Advice: Me and My Girlfriend

Dear "The Dining Room Table,"

Me and my girlfriend are thinking about holding up banks to get some extra loot. A little like a "Bonnie and Clyde" thing. What do you think?

jaimie says: After seeing "Bonnie and Clyde" (the movie), with the gorgeous, young Warren Beatty, I too had fantasies of meeting some sweet talking man, robbing banks together, and dying romantically and historically, along with television movies being made of us and books being written. Hollywood sure makes crime-committing so cool doesn't it?

Listen: BAD IDEA. Most likely, you won't get away with it. You'll end up either dead or in jail, and worst yet, separated from your lovely better half. You'll put your family through undue grief, and other people might get hurt in the ordeal.

GOOD IDEA: Why don't the two of you rent your favorite "stick 'em up" movies ("Bonnie and Clyde", "Set It Off", "Dead Presidents" just to name a few) and snuggle up together with a big bowl of buttered popcorn? After watching the movie, do some role playing. Buy some water guns and pretend to rob a bank. You can even set up a fake bank counter and use Monopoly money. The two of you can take turns being the "bad guy", or even more fun, use a blow-up doll to be the bank teller and you both rob her unassuming self.

Keep us posted about what you decide. Oh, and by the way, please don't rob Citibank 'cuz all of our loot is in there.

james says: It is obvious that Jaimie and I have different ideas of what it means to die romantically. I see myself as a dirty old man, sitting on the front porch, face down in a stack of pancakes. When Jaimie opens the front door, she notices my demises and instantly dies of a broken heart - the jar breaking in the fall and spreading maple syrup across the porch and down the stairs. The neighbors find us, cold, sticky and covered with leaves and bees. That's romantic. But I digress.
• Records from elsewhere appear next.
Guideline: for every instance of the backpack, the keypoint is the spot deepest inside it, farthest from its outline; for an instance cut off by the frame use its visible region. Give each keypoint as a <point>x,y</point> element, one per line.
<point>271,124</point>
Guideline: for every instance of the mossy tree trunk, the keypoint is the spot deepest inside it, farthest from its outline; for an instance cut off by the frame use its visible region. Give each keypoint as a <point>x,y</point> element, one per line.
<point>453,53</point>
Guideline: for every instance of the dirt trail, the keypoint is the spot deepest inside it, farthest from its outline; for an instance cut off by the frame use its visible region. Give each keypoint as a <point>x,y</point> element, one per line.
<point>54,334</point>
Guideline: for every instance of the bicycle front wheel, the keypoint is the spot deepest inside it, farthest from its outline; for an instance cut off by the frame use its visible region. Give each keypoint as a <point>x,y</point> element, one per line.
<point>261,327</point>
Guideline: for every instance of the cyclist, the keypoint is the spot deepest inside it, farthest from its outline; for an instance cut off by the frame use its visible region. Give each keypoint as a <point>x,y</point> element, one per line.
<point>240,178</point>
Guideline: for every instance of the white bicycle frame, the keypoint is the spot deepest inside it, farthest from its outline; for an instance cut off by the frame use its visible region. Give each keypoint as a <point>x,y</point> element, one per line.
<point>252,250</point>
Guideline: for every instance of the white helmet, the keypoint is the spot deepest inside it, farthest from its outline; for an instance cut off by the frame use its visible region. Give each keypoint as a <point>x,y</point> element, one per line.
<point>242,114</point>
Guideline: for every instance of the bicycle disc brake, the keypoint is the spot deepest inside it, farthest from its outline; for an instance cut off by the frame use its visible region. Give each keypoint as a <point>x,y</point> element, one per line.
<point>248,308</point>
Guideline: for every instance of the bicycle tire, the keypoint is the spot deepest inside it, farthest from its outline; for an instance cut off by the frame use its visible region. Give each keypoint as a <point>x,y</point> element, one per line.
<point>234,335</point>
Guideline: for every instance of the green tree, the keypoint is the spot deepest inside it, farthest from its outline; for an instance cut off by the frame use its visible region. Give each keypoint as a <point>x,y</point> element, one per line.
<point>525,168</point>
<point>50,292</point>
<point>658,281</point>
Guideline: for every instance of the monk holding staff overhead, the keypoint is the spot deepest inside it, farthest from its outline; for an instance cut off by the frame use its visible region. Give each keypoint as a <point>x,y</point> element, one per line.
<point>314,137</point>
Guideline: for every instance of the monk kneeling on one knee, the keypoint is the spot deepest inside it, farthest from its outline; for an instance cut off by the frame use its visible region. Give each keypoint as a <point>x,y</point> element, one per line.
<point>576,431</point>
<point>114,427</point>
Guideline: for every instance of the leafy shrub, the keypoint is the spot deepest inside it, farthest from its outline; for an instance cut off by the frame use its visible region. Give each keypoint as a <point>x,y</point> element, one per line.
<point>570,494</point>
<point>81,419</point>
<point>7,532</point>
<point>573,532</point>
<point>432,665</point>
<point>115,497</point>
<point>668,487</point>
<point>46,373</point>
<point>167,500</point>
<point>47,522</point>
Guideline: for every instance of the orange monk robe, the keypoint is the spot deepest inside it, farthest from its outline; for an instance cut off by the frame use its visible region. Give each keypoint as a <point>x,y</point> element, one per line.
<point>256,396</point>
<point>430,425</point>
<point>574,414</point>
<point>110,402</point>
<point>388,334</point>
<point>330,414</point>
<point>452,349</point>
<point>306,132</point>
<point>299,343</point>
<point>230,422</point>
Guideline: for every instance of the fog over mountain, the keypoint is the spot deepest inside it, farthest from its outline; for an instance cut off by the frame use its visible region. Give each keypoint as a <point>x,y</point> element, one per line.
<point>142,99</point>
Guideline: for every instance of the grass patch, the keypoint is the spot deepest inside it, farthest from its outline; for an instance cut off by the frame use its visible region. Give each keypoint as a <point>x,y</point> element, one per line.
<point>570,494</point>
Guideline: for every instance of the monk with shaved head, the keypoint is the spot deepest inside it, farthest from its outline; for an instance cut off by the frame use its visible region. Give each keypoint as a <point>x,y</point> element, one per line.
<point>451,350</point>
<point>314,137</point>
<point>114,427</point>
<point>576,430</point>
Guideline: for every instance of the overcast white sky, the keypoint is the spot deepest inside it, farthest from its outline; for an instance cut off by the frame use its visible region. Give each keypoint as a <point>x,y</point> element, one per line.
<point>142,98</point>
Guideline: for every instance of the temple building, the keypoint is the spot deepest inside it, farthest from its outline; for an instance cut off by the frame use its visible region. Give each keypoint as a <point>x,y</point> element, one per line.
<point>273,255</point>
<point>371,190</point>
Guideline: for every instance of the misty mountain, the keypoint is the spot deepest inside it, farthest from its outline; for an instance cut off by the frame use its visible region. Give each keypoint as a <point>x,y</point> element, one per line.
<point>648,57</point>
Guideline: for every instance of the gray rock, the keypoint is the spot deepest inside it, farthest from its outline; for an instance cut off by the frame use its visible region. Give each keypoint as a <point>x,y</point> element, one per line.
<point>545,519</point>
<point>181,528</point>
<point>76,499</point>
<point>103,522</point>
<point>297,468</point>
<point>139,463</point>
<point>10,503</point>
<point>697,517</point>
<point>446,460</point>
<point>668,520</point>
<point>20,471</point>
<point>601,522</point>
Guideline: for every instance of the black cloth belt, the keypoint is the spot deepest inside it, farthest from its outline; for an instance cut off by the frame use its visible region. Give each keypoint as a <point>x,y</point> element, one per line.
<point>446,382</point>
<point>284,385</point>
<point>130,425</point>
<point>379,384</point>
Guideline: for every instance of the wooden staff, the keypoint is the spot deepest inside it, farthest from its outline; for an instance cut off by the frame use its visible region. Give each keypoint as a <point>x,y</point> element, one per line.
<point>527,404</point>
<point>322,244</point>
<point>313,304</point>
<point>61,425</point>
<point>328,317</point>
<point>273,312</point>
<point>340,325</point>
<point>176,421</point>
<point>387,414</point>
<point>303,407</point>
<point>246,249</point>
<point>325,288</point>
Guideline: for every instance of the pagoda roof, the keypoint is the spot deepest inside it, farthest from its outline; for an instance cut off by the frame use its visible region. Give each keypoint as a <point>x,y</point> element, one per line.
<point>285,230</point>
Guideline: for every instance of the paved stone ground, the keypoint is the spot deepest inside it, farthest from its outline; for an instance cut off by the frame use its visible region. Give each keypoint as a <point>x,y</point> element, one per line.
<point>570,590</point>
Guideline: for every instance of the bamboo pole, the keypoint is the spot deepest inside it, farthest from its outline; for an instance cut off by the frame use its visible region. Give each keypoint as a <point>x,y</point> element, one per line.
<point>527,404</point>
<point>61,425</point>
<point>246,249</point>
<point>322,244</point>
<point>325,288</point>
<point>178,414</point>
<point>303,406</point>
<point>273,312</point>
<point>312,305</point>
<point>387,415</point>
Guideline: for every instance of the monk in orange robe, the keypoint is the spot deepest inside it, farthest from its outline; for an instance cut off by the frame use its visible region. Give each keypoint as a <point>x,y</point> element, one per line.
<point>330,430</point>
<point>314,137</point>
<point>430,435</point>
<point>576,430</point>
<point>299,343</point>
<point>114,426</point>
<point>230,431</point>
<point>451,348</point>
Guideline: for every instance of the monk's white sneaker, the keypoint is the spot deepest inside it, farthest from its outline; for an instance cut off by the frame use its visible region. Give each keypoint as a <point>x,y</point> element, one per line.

If your finacial state is such that you are contemplating walking over to the dark side, then maybe you two could get jobs as strippers and pretend to be Bonnie & Clyde. It's an excellent theme and you can pretend to rob the patrons of their dollar bills. You'd make money, stay alive and might even rekindle a little romance in the process. Hopefully, we won't be reading about you in the papers.

By the way, I saw the movie Bonnie & Clyde - the ending wasn't pretty. You have two good ideas to run with. And that is much better than running from the law. Good Luck.